A startup called Sparkify wants to analyze the data they've been collecting on songs and user activity on their new music streaming app. The analytics team is particularly interested in understanding what songs users are listening to. Currently, they don't have an easy way to query their data, which resides in a directory of JSON logs on user activity on the app, as well as a directory with JSON metadata on the songs in their app.
They'd like a data engineer to create a Postgres database with tables designed to optimize queries on song play analysis, and bring you on the project. Your role is to create a database schema and ETL pipeline for this analysis. You'll be able to test your database and ETL pipeline by running queries given to you by the analytics team from Sparkify and compare your results with their expected results.
The first dataset is a subset of real data from the Million Song Dataset. Each file is in JSON format and contains metadata about a song and the artist of that song. The files are partitioned by the first three letters of each song's track ID. For example, here are filepaths to two files in this dataset.
song_data/A/B/C/TRABCEI128F424C983.json song_data/A/A/B/TRAABJL12903CDCF1A.json
And below is an example of what a single song file, TRAABJL12903CDCF1A.json, looks like.
{"num_songs": 1, "artist_id": "ARJIE2Y1187B994AB7", "artist_latitude": null, "artist_longitude": null, "artist_location": "", "artist_name": "Line Renaud", "song_id": "SOUPIRU12A6D4FA1E1", "title": "Der Kleine Dompfaff", "duration": 152.92036, "year": 0}
The second dataset consists of log files in JSON format generated by this event simulator based on the songs in the dataset above. These simulate activity logs from a music streaming app based on specified configurations.
The log files in the dataset you'll be working with are partitioned by year and month. For example, here are filepaths to two files in this dataset.
log_data/2018/11/2018-11-12-events.json log_data/2018/11/2018-11-13-events.json
And below is an example of what the data in a log file, 2018-11-12-events.json, looks like.
The start schema optimized for song play analysis includes the following tables:
- songplays - records in log data associated with song plays i.e. records with page NextSong
- songplay_id, start_time, user_id, level, song_id, artist_id, session_id, location, user_agent
- users - users in the app
- user_id, first_name, last_name, gender, level
- songs - songs in music database
- song_id, title, artist_id, year, duration
- artists - artists in music database
- artist_id, name, location, latitude, longitude
- time - timestamps of records in songplays broken down into specific units
- start_time, hour, day, week, month, year, weekday
The project includes six files:
- test.ipynb displays the first few rows of each table to check the database.
- create_tables.py drops and creates the tables. Run this file to reset tables before each time run the ETL scripts.

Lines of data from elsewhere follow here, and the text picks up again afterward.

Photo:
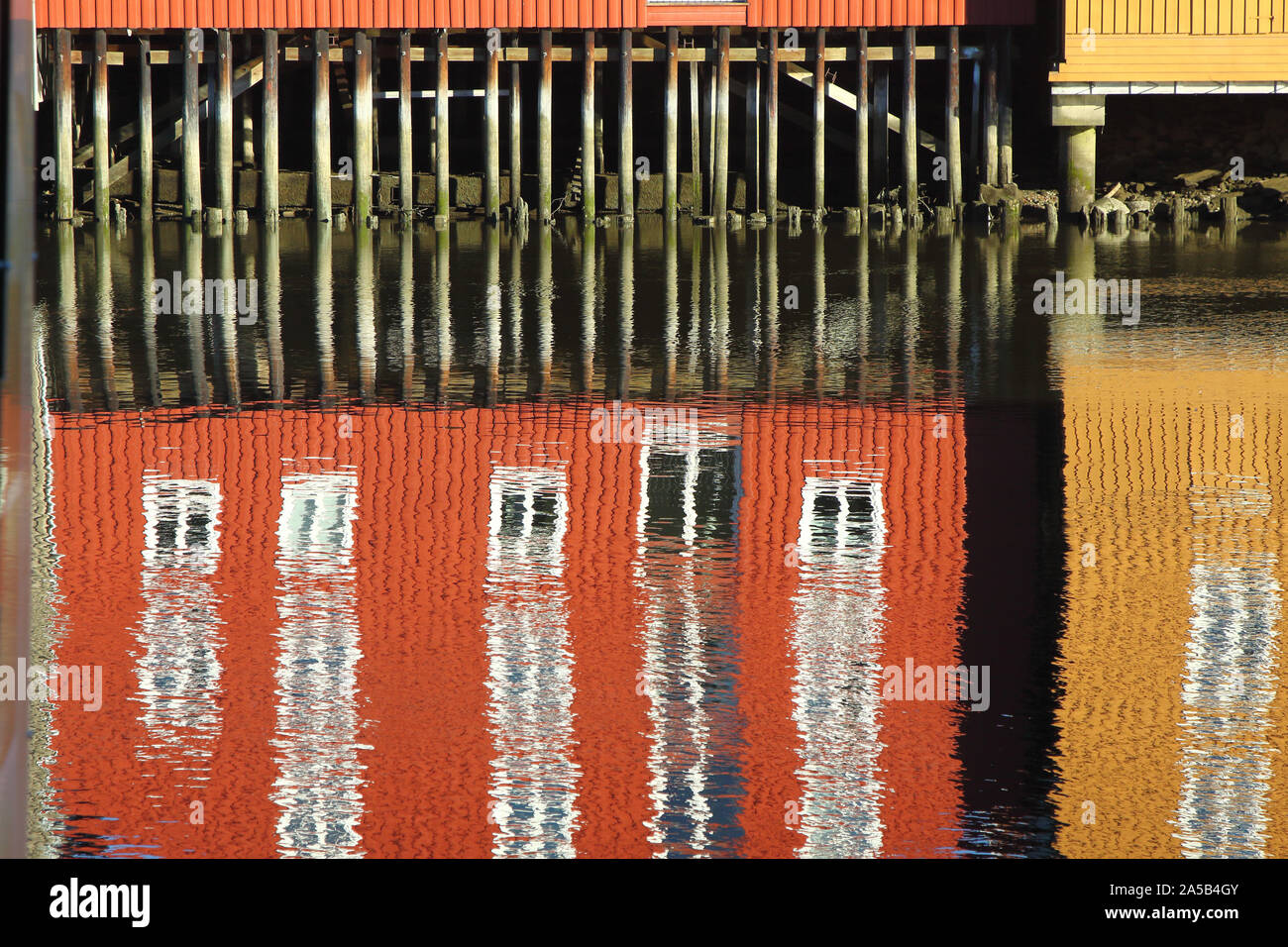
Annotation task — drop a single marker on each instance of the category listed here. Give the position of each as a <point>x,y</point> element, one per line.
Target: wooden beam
<point>269,175</point>
<point>545,188</point>
<point>671,128</point>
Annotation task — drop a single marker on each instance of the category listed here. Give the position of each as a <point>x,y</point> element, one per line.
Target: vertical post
<point>1078,182</point>
<point>751,145</point>
<point>223,89</point>
<point>442,175</point>
<point>545,188</point>
<point>819,118</point>
<point>362,167</point>
<point>492,136</point>
<point>406,176</point>
<point>720,193</point>
<point>991,118</point>
<point>191,127</point>
<point>695,141</point>
<point>1005,151</point>
<point>625,131</point>
<point>248,118</point>
<point>772,128</point>
<point>102,149</point>
<point>64,200</point>
<point>321,127</point>
<point>880,159</point>
<point>588,125</point>
<point>671,131</point>
<point>952,120</point>
<point>269,171</point>
<point>515,133</point>
<point>861,129</point>
<point>911,197</point>
<point>146,128</point>
<point>974,157</point>
<point>708,136</point>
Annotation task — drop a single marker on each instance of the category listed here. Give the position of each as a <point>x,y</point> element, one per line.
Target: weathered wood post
<point>64,200</point>
<point>545,172</point>
<point>991,118</point>
<point>515,134</point>
<point>626,131</point>
<point>406,175</point>
<point>880,158</point>
<point>772,128</point>
<point>361,128</point>
<point>492,134</point>
<point>269,172</point>
<point>819,120</point>
<point>146,169</point>
<point>321,127</point>
<point>1005,151</point>
<point>102,145</point>
<point>671,128</point>
<point>911,197</point>
<point>191,127</point>
<point>952,120</point>
<point>720,195</point>
<point>222,107</point>
<point>751,138</point>
<point>588,125</point>
<point>442,175</point>
<point>862,138</point>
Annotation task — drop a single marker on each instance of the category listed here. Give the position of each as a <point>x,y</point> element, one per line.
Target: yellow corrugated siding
<point>1175,58</point>
<point>1201,17</point>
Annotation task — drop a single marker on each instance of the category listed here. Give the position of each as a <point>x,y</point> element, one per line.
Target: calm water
<point>661,543</point>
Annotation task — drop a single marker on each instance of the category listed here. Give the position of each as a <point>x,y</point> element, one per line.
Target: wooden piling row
<point>270,204</point>
<point>545,169</point>
<point>321,127</point>
<point>191,128</point>
<point>626,129</point>
<point>102,147</point>
<point>671,127</point>
<point>362,159</point>
<point>442,175</point>
<point>720,191</point>
<point>711,78</point>
<point>588,127</point>
<point>222,112</point>
<point>146,128</point>
<point>911,196</point>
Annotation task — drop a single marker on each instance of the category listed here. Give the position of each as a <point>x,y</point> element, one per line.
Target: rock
<point>1194,179</point>
<point>999,195</point>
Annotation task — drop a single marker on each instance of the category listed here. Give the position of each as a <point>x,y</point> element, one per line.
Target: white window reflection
<point>320,780</point>
<point>178,665</point>
<point>836,635</point>
<point>535,777</point>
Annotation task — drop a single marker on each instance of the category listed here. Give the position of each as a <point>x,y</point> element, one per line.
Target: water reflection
<point>603,541</point>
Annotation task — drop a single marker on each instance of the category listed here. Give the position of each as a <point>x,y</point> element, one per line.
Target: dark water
<point>662,543</point>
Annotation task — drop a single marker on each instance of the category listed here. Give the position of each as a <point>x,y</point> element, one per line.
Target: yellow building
<point>1150,48</point>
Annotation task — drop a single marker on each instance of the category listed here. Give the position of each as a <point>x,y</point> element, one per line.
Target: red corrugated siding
<point>349,14</point>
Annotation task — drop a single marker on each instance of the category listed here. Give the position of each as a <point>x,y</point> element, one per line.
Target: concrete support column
<point>1078,170</point>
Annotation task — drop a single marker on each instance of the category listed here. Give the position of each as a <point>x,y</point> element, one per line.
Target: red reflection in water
<point>465,631</point>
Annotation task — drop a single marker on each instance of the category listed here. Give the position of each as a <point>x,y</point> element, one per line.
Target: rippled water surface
<point>661,543</point>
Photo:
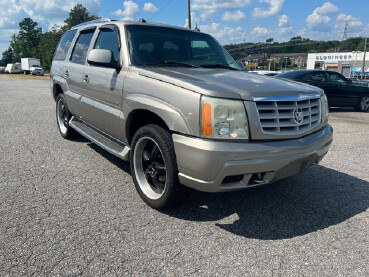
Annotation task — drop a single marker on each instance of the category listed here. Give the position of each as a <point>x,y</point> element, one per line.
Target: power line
<point>159,11</point>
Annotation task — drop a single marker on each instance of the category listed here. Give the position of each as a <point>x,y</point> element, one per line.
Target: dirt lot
<point>69,208</point>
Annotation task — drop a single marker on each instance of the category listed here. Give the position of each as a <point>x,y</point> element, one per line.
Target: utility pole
<point>363,68</point>
<point>189,14</point>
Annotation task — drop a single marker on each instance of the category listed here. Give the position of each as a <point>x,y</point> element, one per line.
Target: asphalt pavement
<point>69,208</point>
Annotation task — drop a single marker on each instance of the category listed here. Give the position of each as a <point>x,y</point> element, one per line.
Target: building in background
<point>347,63</point>
<point>254,61</point>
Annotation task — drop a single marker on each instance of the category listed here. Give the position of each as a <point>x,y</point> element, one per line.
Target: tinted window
<point>315,77</point>
<point>81,47</point>
<point>107,40</point>
<point>64,45</point>
<point>293,75</point>
<point>149,44</point>
<point>335,78</point>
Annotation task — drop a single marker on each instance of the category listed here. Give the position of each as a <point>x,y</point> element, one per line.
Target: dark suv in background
<point>341,92</point>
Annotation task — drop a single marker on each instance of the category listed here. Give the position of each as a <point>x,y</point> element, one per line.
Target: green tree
<point>25,43</point>
<point>47,45</point>
<point>78,15</point>
<point>8,56</point>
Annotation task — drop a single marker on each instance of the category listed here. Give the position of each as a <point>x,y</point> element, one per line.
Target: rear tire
<point>363,104</point>
<point>63,116</point>
<point>154,167</point>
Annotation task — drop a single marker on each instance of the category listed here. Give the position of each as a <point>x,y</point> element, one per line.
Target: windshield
<point>156,46</point>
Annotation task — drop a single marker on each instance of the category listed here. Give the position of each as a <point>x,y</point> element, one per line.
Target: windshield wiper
<point>218,65</point>
<point>171,63</point>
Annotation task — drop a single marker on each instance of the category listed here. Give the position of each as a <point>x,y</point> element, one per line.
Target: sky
<point>231,21</point>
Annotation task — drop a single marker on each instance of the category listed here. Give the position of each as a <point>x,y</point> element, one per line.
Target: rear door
<point>101,105</point>
<point>318,79</point>
<point>74,68</point>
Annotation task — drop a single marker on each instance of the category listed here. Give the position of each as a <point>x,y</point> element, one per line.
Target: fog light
<point>222,128</point>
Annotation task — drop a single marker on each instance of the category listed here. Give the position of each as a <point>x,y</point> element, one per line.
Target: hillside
<point>295,45</point>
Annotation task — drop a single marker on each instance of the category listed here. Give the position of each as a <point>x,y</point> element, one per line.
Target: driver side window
<point>335,78</point>
<point>107,40</point>
<point>316,77</point>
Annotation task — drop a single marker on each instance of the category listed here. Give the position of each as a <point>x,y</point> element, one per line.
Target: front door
<point>104,86</point>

- etl.ipynb reads and processes a single file from song_data and log_data and loads the data into the tables. This notebook contains detailed instructions on the ETL process for each of the tables.
- etl.py reads and processes files from song_data and log_data and loads them into the tables. This is based on my work in the ETL notebook.
- sql_queries.py contains all the sql queries, and is imported into the last three files above.
- README.md provides discription and discussion of the project.
- Write CREATE statements in sql_queries.py to create each table.
- Write DROP statements in sql_queries.py to drop each table if it exists.
- Run create_tables.py to create the database and tables.
- Run test.ipynb to confirm the creation of your tables with the correct columns. Make sure to click "Restart kernel" to close the connection to the database after running this notebook.
In the etl.ipynb
notebook to develop ETL processes for each table. At the end of each table section, or at the end of the notebook, run test.ipynb
to confirm that records were successfully inserted into each table. Remember to rerun create_tables.py
to reset your tables before each time you run this notebook.
Use what have been completed in etl.ipynb
to complete etl.py, where the entire datasets will be processed. Remember to run create_tables.py
before running etl.py
to reset your tables. Run test.ipynb
to confirm the records were successfully inserted into each table.